AI has broken through a creative block I’ve had for a while. Now I seem to be brimming with ideas. Since I’m only one person with limited capacity to deliver these concepts – here’s some! If you execute on any of these, let me know. I’d love to see them become a reality:

  • D&D Adventure Creator: Generate a story structure, NPCs, monster stat blocks, token images, maps, and establishing shots. I’d love to have time for this and think that it could be a big hit with DMs.
  • Personalized Therapist / Life Coach: Character.ai has a therapy bot that’s not that bad. It didn’t provide any of the needed emotional human connection that is necessary but this gap may be reduced by it knowing your history well. Use a RAG LLM model with your personal journals or set it up so that it knows how to interview you to get to know a you. I’m curious as to how this will evolve in the near future.
  • AI Image feedback loop: Take an image and send it to an LLM to describe. Then take that description and feed it into an image generator. Repeat n number of times and display the output in a legible way. I did this for about 10 times and it was interesting to see the results. The artwork seemed to progress through artistic periods like classical, impressionist, then getting more abstract and modern.
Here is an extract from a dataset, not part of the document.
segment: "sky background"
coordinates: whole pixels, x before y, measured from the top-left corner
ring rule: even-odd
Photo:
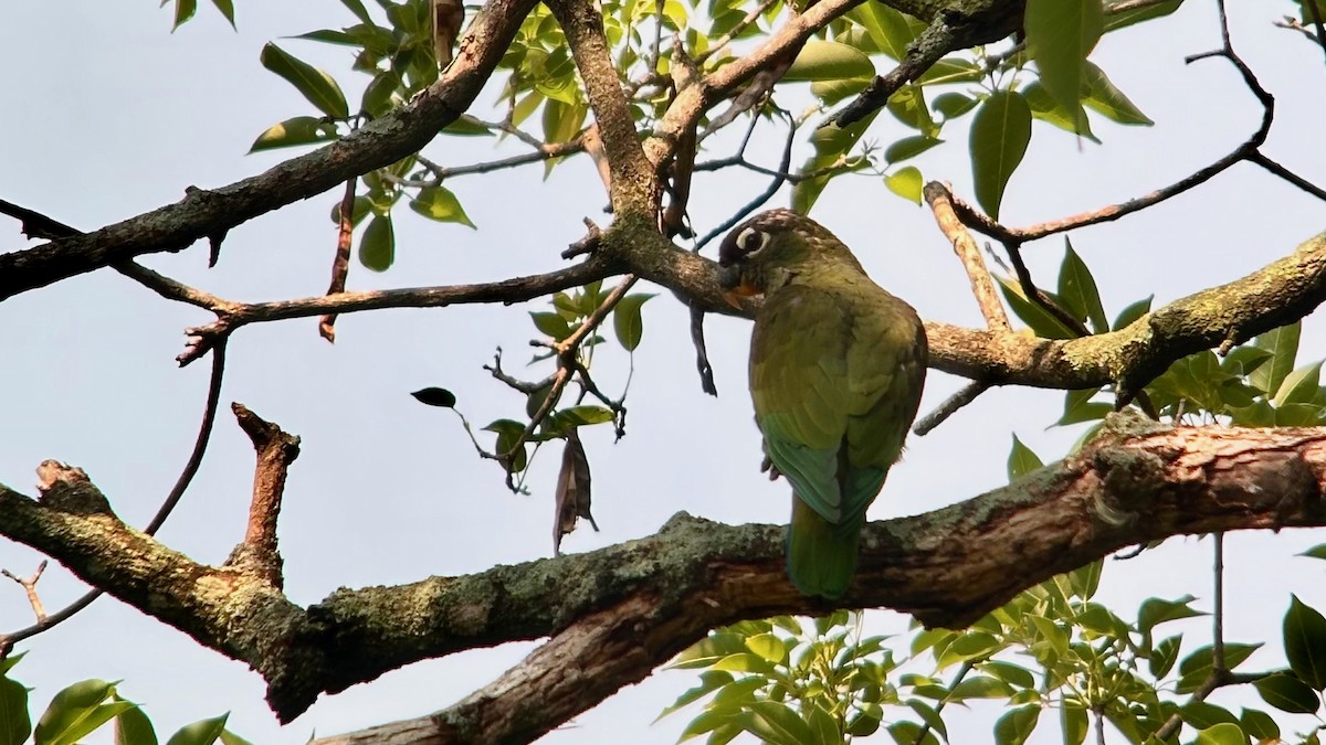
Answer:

What does that mean?
  • Bot makes Bot: GPT Bot that creates code for a Discord bot. Build out your app using a guided wizard. Can it connect all the parts together?

To The Future!

What does the future hold for us now that AI has seemingly hit critical mass? I’m not really certain but I can dream. I’m hoping AI will accelerate technological advances so that we literally don’t have to work anymore. In the next 5 years I think we’ll see the necessity for universal basic income because we’ve replaced so many jobs with robots and AI. This is what we’ve been striving towards. To make a better life for everyone including ourselves. It’ll be a major cognitive shift for many people. I’m hopeful, though. In my dreams AI takes over everything and treats us like we treat cats. Feed us, shelter us, give us toys, and dote over us. I can accept that life. Happy 2024!